There’s a wiki page for this.
ROS Answers is a better place to ask questions like this. Also this question has been asked before, although I can imagine that asking it again will result in different answers due to improvements to the IDE’s that have happened over time.
It has only a single line links to tool’s websites. I’m trying to replace two learning curves with one here.
I thought that pros and cons questions are frowned upon at ROS Answers.
That’s not what I’m asking about. I’m interested only in ROS plugin comparison for these two IDEs (Qt Creator and VS Code).
As far as I know it’s OK. In any case I agree that this kind of question is in the grey area between Discourse and Answers.
I’ve used Qt Creator for more than 5 years now and the ROS plugin for 2 years. I’ve used VS Code intermittently for the last couple of years (never as my main IDE) and tried it with the ROS plugin when an update was announced.
Both IDE’s work fine for me, at first glance in terms of major features they are at a similar level. I did not miss features in VS Code when I tried it, I did not find features in VS Code that convinced me to switch from Qt Creator. Qt Creator feels quite a bit faster on my system and since I was already used to Qt Creator, I decided to stick with it.
I personally use VSCode with the ROS Plugin. Works really well for getting the linting, autocomplete etc. right.

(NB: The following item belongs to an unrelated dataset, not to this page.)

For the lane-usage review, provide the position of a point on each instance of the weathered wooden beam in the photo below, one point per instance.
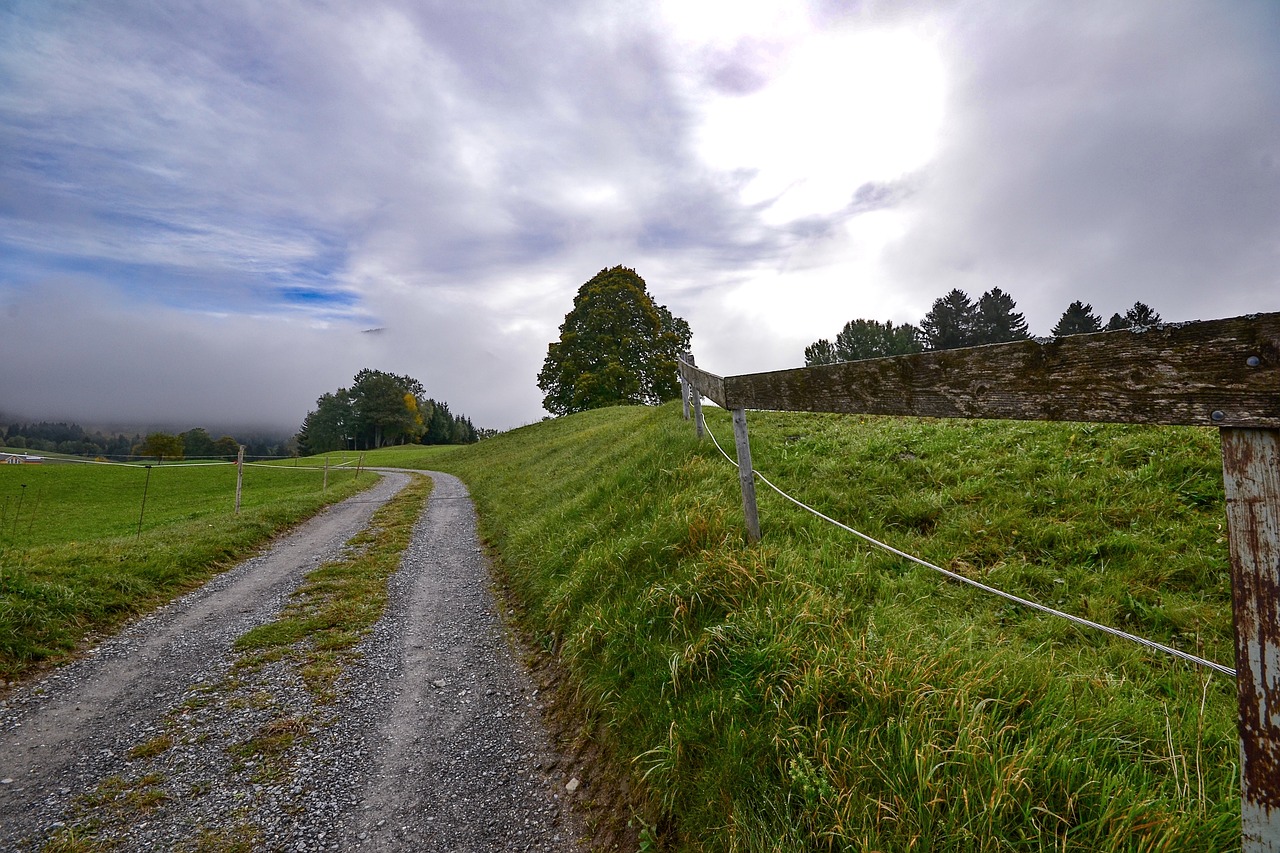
(1216, 373)
(1251, 475)
(705, 383)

Doesn’t really get in the way and would help you learn in the long run because it isn’t really a full on IDE like Qt Creator.
In addition, I think Microsoft took over the plugin from the original creator, so it might be supported for longer now.
I personnaly use both. When I create an HMI or any graphical interface, I use QT creator. When I develop drivers / python packages, I prefer Code. I guess for your case you don’t need really the QtCreator / Designer and you might use some extra plugin of Code (like docker, which can be usefull for development), so I would recommand Code.
Pro and cons are very hard to list because they are very different.
Take a look at CLion as well. I used 2 IDEs you mentioned. Between QT creator and VS code the last one is definitely more modern and convenient. But CLion I believe surely exceeds them both. One disadvantage - it’s commercial. But you can use free(community) version and download it again every month to prolong trial time.